You will have complete freedom in what domain you choose, what technologies you use (including, for instance, programming languages, databases, etc), and what type of analysis you seek to perform, with the only restriction that the instructor will require full access to these tools in order to grade your work (thus, don't choose proprietary software unless the instructor has access to a license for it).
Another concern is that your choices must carry a significant enough difficulty for you to be able to earn an A on your assignment. There must also be enough work to share between group members, so if you have a larger group, there should be multiple significantly difficult steps in your proposal for the knowledge discovery process. Every project should have some significant difficulty added to at least one step in the process. As a simple rule of thumb, for every added group member, there should be at least one additional step with significant difficulty.

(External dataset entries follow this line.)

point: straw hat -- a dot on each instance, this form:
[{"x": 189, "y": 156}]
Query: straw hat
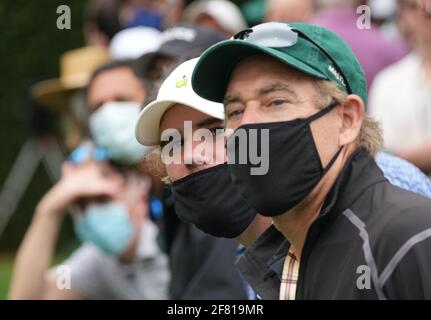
[{"x": 76, "y": 67}]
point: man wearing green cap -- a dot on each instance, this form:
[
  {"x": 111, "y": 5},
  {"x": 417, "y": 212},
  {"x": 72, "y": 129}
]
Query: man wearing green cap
[{"x": 341, "y": 230}]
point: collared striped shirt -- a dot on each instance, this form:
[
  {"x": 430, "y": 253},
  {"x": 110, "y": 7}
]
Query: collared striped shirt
[{"x": 289, "y": 277}]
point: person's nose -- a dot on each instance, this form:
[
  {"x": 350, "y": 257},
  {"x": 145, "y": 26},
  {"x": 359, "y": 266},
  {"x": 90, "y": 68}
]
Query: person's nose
[{"x": 250, "y": 114}]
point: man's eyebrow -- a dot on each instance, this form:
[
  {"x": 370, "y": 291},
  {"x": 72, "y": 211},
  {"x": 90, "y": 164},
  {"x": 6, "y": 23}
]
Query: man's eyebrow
[
  {"x": 278, "y": 86},
  {"x": 230, "y": 99},
  {"x": 208, "y": 122}
]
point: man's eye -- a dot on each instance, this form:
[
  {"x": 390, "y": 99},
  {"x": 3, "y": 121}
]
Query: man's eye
[
  {"x": 216, "y": 130},
  {"x": 277, "y": 103}
]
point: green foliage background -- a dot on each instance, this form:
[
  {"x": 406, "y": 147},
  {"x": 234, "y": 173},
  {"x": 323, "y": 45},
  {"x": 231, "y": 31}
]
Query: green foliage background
[{"x": 30, "y": 47}]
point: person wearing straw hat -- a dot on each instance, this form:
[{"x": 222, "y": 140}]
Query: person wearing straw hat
[{"x": 64, "y": 95}]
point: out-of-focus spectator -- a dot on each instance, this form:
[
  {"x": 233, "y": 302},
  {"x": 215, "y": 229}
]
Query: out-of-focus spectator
[
  {"x": 254, "y": 11},
  {"x": 401, "y": 95},
  {"x": 119, "y": 240},
  {"x": 110, "y": 204},
  {"x": 221, "y": 15},
  {"x": 178, "y": 42},
  {"x": 373, "y": 51},
  {"x": 101, "y": 21},
  {"x": 289, "y": 10},
  {"x": 132, "y": 43},
  {"x": 114, "y": 97},
  {"x": 383, "y": 14},
  {"x": 159, "y": 14},
  {"x": 65, "y": 94}
]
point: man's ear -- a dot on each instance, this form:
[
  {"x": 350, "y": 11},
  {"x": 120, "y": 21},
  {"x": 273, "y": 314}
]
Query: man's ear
[{"x": 352, "y": 117}]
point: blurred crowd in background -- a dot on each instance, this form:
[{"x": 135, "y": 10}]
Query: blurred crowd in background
[{"x": 79, "y": 137}]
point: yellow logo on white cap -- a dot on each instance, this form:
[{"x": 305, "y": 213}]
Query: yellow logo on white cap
[{"x": 182, "y": 82}]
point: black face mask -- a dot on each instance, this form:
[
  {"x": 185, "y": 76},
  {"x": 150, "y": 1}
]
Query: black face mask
[
  {"x": 294, "y": 165},
  {"x": 210, "y": 201}
]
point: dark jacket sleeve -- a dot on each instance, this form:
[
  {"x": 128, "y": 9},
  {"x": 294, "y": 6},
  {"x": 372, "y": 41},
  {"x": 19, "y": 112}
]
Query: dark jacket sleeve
[{"x": 410, "y": 274}]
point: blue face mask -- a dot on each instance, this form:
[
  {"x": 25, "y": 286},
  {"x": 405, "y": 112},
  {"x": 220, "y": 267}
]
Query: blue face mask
[
  {"x": 146, "y": 18},
  {"x": 113, "y": 129},
  {"x": 107, "y": 226}
]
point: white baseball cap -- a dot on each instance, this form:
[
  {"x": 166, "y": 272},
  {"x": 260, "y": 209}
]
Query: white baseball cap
[
  {"x": 131, "y": 43},
  {"x": 176, "y": 89}
]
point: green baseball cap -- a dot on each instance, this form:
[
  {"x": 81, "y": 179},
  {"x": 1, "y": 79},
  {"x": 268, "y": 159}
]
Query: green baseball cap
[{"x": 309, "y": 48}]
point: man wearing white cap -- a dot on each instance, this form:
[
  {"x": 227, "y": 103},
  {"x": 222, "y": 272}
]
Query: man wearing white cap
[{"x": 200, "y": 182}]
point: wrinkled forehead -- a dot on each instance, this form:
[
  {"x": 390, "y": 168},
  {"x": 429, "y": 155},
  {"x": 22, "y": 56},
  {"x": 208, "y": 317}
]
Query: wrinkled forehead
[
  {"x": 260, "y": 71},
  {"x": 180, "y": 115}
]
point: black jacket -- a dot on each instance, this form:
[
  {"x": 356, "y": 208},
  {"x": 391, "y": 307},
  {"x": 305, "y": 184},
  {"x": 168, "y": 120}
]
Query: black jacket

Please submit your proposal early. If it is accepted, you will receive full credit. If it is not, you will have as many opportunities to resubmit for full credit as you need up until the due date. After the due date, you will receive partial credit once your submission is accepted.
What to Submit
Include the following in your submission:
data source
data cleaning plan
data integration plan
data selection plan
data mining plan
pattern evaluation plan
For each of these steps, also indicate what tools will be used, whether any significant programming will be needed, and if so what language will be used. You may also assign tasks to group members in your proposal, but this is not necessary at this step (it will be in your final report). Every member of the group needs to submit a proposal, but you can copy it. This way I will know that everyone is in board.
Domain Choice
Your proposal should include a choice of domain. This, essentially, is identifying the type of data you will be using in your project, and to some extent what type of analysis you'll be able to do. Here are some examples:
social network analysis
financial data analysis
product recommendation
sports predictions
There are many more possible domains -- feel free to discuss any ideas you have with me in office hours or on the project discussion board on blackboard.
Data Source
Determine where, specifically, you will retrieve the data you will use for your project. There are two ways you can add difficulty to your assignment in this step: choose a less typical type of data (text mining, linked data, etc) or create your data set (ex. crawling the web, manual collection from surveys, etc). Finding an existing but seldom used data set will also add some credit for difficulty.
Data Cleaning Plan
If your data requires significant cleaning before it is used, this may be a more significant step. Indicate and explain how much work you expect for this step.
Data Integration Plan
If you are using multiple data sources, or if you intend to move your data set in to a database or data warehouse, explain your plan here. Otherwise, indicate this is not applicable.
Data Selection Plan
At the very least, indicate how you will select attributes from your data set for performing further analysis. Indicate if you intend to use data mining tools to determine what the subset of attributes should be, or if you intend to use a more complex technique to transform the data, such as principal component analysis.
Data Mining Plan
Determine what type of analysis you will perform (classification, clustering, outlier analysis, regression, mining association rules, etc). Give some detail on what you will be looking for, how you plan to do this analysis (i.e. using WEKA, writing a classification program in Python, etc), and what your expectations are for results. Again, use the discussion forum to discuss any tools you think might be interesting for other students.
Pattern Evaluation Plan
If you plan to perform an analysis on the results from the data mining step (for instance, cross validation, visualization, etc), indicate such here.